The drugs which inhibit this transporter from reabsorbing the glucose and entering back into the bloodstream are called SGLT-2 inhibitors. This inhibition of glucose reabsorption causes glucose excretion from the urine and reduces overall blood glucose levels. The excretion of glucose into the urine is called glycosuria. This includes;

• Canagliflozin
• Empagliflozin
• Dapagliflozin

Canagliflozin:

• Dose: 100 – 300 mg daily
• Instructions: Starting dose is 100mg once a day but can be increased to 300mg. Renal function is strictly monitored; in decreased renal function, the dose is reduced.
• Duration of Action: 24 hours

Empagliflozin:

• Dose: 5 – 10 mg daily
• Instructions: 10mg once a day is given; for patients with liver disease dose is reduced to 5mg per day.
• Duration of Action: 24 hours

Dapagliflozin:

• Dose: 10 – 25 mg daily
• Instructions: Starting dose is 10mg once a day but can be increased to 25mg per day if the targeted blood glucose level is not achieved.
• Duration of Action: 24 hours

Side effects

• Increase the cardiovascular risk
• increase risk of amputations of toes
• Not recommended in kidney patients as it increases creatinine clearance and eGFR rate
• Urinary tract infections
• Pyelonephritis
• Septicemia
• Volume depletion and risk of hypotension
• This decreases the bone mineral density, especially in the lumbar spine and hip bone, causing an increased incidence of fractures.

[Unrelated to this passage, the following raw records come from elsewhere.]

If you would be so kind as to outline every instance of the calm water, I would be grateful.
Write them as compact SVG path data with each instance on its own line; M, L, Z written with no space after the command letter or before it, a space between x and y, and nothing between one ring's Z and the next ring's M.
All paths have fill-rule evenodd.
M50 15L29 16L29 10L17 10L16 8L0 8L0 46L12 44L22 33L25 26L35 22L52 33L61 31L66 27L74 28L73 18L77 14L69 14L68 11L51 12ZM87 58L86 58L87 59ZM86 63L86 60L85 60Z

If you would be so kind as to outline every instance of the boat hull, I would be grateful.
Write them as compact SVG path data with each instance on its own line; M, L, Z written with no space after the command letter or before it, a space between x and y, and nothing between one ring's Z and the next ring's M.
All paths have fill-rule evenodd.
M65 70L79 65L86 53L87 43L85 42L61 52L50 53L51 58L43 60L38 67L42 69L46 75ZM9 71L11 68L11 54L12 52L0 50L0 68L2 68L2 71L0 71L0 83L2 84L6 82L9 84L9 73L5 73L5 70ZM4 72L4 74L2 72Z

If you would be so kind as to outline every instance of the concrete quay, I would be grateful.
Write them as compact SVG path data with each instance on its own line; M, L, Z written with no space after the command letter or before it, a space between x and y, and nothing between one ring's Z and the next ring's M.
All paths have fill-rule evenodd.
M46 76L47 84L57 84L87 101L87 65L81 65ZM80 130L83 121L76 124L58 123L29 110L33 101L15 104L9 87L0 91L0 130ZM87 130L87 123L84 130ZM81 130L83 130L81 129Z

Miscellaneous Antidiabetics:

Other agents also cause and decrease in blood glucose levels. Still, they are not commonly used due to more powerful and more effective antidiabetic medicines, as discussed above. Their increased side effects severe side effects outweigh their benefit as antidiabetic.

Pramlintide:

It is available in injectable form and used in both Diabetes Mellitus type 1 and type 2.

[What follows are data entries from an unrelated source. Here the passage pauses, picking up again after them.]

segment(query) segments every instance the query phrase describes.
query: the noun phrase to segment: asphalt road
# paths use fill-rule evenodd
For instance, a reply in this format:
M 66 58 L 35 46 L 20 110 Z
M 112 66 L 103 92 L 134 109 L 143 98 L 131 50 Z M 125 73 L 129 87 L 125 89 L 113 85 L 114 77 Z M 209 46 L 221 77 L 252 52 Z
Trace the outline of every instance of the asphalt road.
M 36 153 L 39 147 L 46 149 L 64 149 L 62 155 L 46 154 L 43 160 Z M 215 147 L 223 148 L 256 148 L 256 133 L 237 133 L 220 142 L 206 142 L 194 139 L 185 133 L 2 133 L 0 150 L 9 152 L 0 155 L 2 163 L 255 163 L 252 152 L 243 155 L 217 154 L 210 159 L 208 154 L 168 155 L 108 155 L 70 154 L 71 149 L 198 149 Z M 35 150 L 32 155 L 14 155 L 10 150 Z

• Dosage: for Diabetes Mellitus type 2, 60mcg dose three times a day with a maximum dose of 120mcg. Administered before meal

For Diabetes Mellitus type 1, 15mcg three times a day with a maximum dose of 60 mcg per day. If hypoglycaemia occurs, insulin dosage is reduced.

• Duration of Action: 2 hours.
• Side Effects: Decrease gastric emptying, Severe nausea, Hypoglycemia, Loss of appetite.

Bromocriptine:

• Dosage: 8mg daily. Maximum by 4.8mg per day. Increase one tablet per week.
• Duration of Action: 24 hours
• Side Effects: Nausea, Vomiting, Dizziness, Headache.

Colesevelam:

• Dosage: 625mg per day
• Duration of Action: 24 hours
• Side Effects: Not effective as monotherapy, Increased triglyceride levels, Constipation, Dyspepsia.

Ending Note:

Choosing an antidiabetic is not a simple task; we cannot simply select anti diabetics based upon their benefits. The choice of antidiabetic depends on pancreatic beta-cell insufficiency to produce insulin, insulin sensitivity and insulin resistance which is altered in diabetic patients.

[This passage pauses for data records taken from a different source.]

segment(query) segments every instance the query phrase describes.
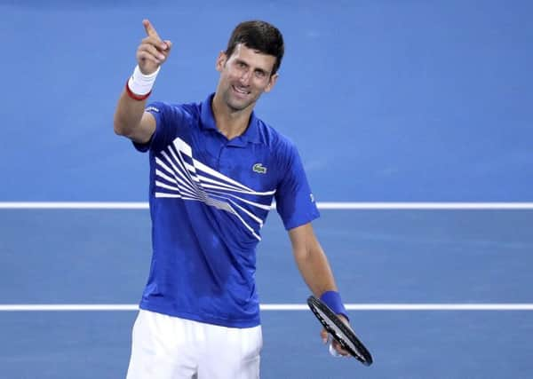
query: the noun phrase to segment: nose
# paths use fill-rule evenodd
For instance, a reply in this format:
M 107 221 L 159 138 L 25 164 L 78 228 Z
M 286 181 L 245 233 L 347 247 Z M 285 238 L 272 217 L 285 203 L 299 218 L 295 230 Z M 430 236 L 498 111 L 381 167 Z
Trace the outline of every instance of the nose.
M 250 83 L 250 78 L 251 77 L 251 70 L 243 70 L 241 74 L 240 82 L 243 85 L 248 85 Z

A comprehensive diabetes treatment plan will include achieving optimal glucose control and meeting acceptable glycaemic targets and screening, prevention, and management of microvascular and macrovascular problems.

When controlling type 1 or type 2 diabetes, glycaemic control is crucial. It needs regular evaluation and modifications to diet, exercise, and pharmaceutical treatments.

In patients fulfilling treatment goals and on a stable therapy regimen, HbA1c should be tested twice a year. Individualized treatment is required based on diabetes and each patient’s particular needs.